Jedes Jahr am 15. Juni findet seit 2006, ausgerufen durch das Internationale Netzwerk zur Prävention von Misshandlung älterer Menschen (INPEA) und mit der Verabschiedung der UN-Resolution 66/127 offiziell beschlossen, der „World Elder Abuse Awareness Day“ (Welttag gegen die Misshandlung älterer Menschen). Ziel dieses Tages ist, dass die ganze Welt ihren Widerstand gegen den Missbrauch und das Leid, das einigen unserer älteren Generationen zugefügt wird, zum Ausdruck bringt, denn ca. 1 von 6 Personen > 60 Jahren wurde im vergangenen Jahr in irgendeiner Form misshandelt.

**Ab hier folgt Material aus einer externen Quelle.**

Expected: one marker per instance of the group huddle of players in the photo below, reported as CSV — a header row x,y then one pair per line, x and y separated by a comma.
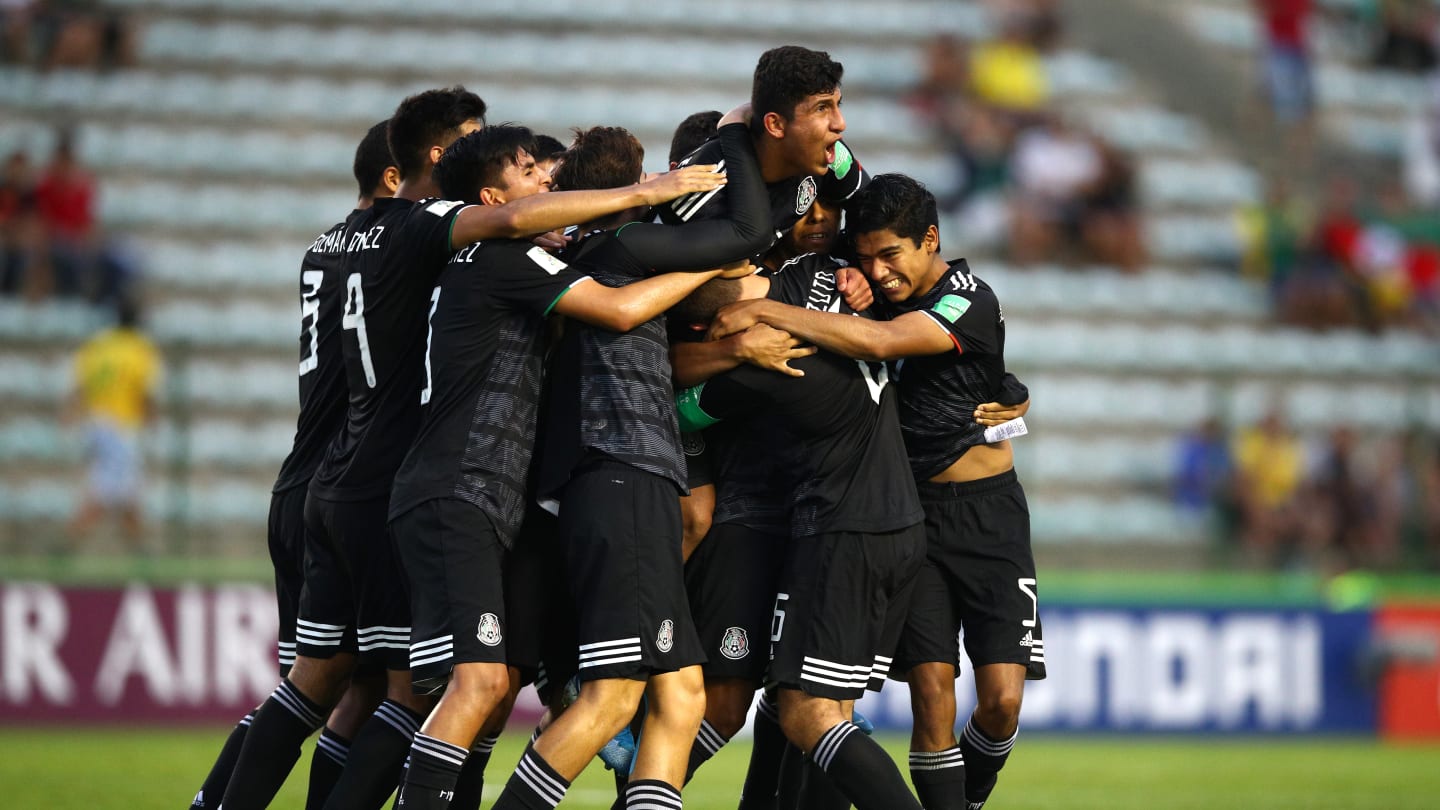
x,y
650,444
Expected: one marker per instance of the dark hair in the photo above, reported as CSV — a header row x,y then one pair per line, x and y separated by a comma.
x,y
788,75
601,157
892,202
372,159
703,304
694,130
480,159
429,118
547,147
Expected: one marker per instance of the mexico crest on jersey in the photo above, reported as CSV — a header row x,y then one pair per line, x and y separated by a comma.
x,y
805,195
488,632
735,644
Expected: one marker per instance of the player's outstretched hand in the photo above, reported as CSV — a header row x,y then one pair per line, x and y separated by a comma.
x,y
687,180
736,317
552,239
854,287
769,348
994,414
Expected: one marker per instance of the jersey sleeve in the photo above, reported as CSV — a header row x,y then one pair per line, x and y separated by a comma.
x,y
712,242
429,229
530,278
846,176
971,319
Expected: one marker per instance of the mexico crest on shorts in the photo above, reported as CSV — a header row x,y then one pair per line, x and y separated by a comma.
x,y
805,195
488,632
735,644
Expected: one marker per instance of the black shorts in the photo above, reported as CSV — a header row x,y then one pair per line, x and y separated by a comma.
x,y
979,575
621,532
699,472
454,562
537,601
838,594
287,545
732,581
354,597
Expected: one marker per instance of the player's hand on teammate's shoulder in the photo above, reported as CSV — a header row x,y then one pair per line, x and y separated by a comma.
x,y
994,414
739,116
854,287
552,239
736,317
684,180
769,348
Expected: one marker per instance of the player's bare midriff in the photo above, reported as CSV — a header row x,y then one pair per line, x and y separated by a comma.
x,y
979,461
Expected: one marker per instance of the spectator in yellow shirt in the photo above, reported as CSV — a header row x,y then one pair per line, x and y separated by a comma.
x,y
117,372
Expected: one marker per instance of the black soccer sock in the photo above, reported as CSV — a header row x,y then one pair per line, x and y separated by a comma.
x,y
471,784
707,744
939,779
429,780
534,786
762,780
376,758
984,758
651,794
818,791
271,747
213,787
326,766
863,770
792,777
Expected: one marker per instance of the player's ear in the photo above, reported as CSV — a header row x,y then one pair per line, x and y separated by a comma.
x,y
774,124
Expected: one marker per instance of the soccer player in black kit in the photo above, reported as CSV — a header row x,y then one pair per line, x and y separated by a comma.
x,y
946,325
460,496
614,464
353,588
856,539
321,412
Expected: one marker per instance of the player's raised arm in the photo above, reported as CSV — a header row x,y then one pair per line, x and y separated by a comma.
x,y
743,232
559,209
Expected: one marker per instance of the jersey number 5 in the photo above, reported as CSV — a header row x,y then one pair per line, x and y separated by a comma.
x,y
310,319
354,319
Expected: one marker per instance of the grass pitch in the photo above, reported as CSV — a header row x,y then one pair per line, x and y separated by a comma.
x,y
143,768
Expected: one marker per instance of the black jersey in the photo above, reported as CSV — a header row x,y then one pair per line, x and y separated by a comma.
x,y
609,394
835,431
750,486
396,251
483,381
321,368
789,198
939,392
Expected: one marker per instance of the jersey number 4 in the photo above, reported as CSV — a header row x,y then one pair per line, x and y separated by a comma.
x,y
354,319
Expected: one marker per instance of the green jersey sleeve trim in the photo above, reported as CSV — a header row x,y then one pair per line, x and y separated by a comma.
x,y
691,417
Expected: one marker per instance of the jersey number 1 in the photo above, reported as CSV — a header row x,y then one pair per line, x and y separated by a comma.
x,y
354,319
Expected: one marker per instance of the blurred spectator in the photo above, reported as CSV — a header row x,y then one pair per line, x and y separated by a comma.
x,y
1053,167
117,374
82,33
1204,477
1269,472
18,224
65,201
16,18
1288,85
1407,36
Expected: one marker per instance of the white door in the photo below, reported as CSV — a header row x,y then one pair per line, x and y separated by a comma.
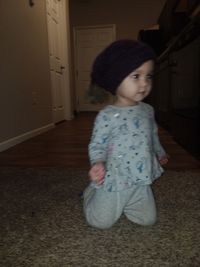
x,y
57,22
89,41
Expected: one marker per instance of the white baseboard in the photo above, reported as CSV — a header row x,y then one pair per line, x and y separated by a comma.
x,y
23,137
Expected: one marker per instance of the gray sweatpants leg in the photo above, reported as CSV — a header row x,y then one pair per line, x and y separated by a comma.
x,y
102,209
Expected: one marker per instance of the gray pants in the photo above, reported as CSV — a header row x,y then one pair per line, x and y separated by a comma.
x,y
102,209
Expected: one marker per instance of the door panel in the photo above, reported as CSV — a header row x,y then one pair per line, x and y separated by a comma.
x,y
89,42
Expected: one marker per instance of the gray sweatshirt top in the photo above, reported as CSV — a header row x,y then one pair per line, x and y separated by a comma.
x,y
126,140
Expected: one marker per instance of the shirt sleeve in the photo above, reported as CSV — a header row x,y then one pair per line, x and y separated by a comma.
x,y
158,149
100,137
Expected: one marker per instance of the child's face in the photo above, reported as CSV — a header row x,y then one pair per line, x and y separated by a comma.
x,y
136,86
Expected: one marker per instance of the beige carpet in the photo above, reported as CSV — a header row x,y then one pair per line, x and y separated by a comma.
x,y
42,223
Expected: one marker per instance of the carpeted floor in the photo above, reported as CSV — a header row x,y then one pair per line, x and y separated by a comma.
x,y
42,223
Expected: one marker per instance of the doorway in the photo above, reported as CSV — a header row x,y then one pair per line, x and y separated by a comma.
x,y
58,37
88,43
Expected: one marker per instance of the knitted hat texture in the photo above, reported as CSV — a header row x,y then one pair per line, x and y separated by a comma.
x,y
117,61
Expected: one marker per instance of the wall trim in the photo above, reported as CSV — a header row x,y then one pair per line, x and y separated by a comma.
x,y
23,137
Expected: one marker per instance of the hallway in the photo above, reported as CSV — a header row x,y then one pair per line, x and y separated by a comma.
x,y
66,147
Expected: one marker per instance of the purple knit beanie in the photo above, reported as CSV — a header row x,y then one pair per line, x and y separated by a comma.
x,y
117,61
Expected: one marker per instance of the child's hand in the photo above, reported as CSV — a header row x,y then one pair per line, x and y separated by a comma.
x,y
97,173
164,159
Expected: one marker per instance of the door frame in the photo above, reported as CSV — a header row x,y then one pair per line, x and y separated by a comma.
x,y
65,50
75,29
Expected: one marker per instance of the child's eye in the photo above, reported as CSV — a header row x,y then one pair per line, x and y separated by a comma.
x,y
150,76
135,76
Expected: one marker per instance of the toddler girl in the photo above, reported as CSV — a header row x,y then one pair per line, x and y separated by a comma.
x,y
125,152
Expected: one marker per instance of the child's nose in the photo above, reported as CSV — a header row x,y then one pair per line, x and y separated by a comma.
x,y
143,82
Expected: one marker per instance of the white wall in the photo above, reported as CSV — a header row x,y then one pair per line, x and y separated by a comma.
x,y
25,95
129,16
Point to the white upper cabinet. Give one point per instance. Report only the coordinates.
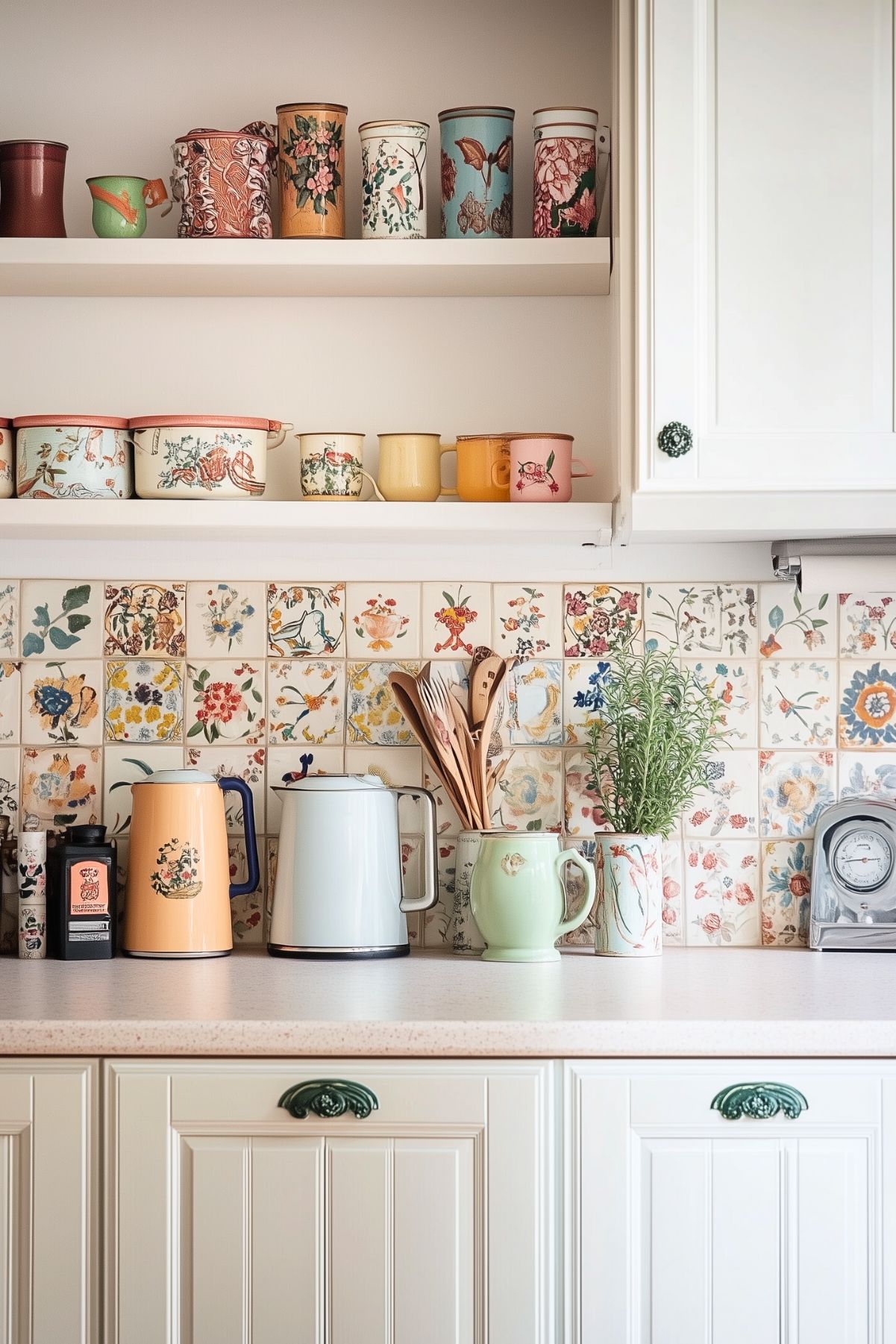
(765, 263)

Zu betonen ist hierbei, dass die Rate der Misshandlung älterer Menschen in Einrichtungen wie Pflegeheimen und Langzeitpflegeeinrichtungen besonders hoch ist (2 von 3 Bewohner*innen gaben an, im vergangenen Jahr missbraucht worden zu sein). Und genau diese Orte wie Pflegeeinrichtungen sind in einer Vielzahl Einsatzorte der präklinischen Notfallmedizin und wir ggf. erste Zeug*innen und hoffentlich auch Hinweisgeber*innen, wenn sich uns solche Fälle präsentieren, denn Gewalt findet immer wieder statt, einmalige Übergriffe sind selten

Die UN hat die Misshandlung älterer Menschen definiert als „die einmalige oder wiederholte Handlung oder das Fehlen angemessener Maßnahmen in einer Beziehung, in der ein Vertrauensverhältnis besteht, das einer älteren Person Schaden oder Leid zufügt“. Wichtig ist hierbei zu beachten, dass die Definition, Aufdeckung und Bekämpfung der Misshandlung älterer Menschen in einen kulturellen Kontext eingebettet und zusammen mit kulturspezifischen Risikofaktoren betrachtet werden muss. Das Problem der Gewalt bzw. Misshandlung ggü. älteren Menschen ist ein globales soziales Problem, das die Gesundheit und die Menschenrechte von Millionen älterer Menschen auf der ganzen Welt beeinträchtigt und nicht kleiner werden wird. Die Zahl der über 60-Jährigen wird bis 2030 sehr wahrscheinlich von einer Milliarde auf 1,4 Milliarden ansteigen und sich bis 2050 sogar auf 2 Milliarden verdoppelt haben, was in der Gesamtschau die Zahl der jungen Menschen übertreffen wird. Hierbei ist zu beachten, dass dieser Anstieg in den Entwicklungsländern am stärksten und schnellsten sein wird.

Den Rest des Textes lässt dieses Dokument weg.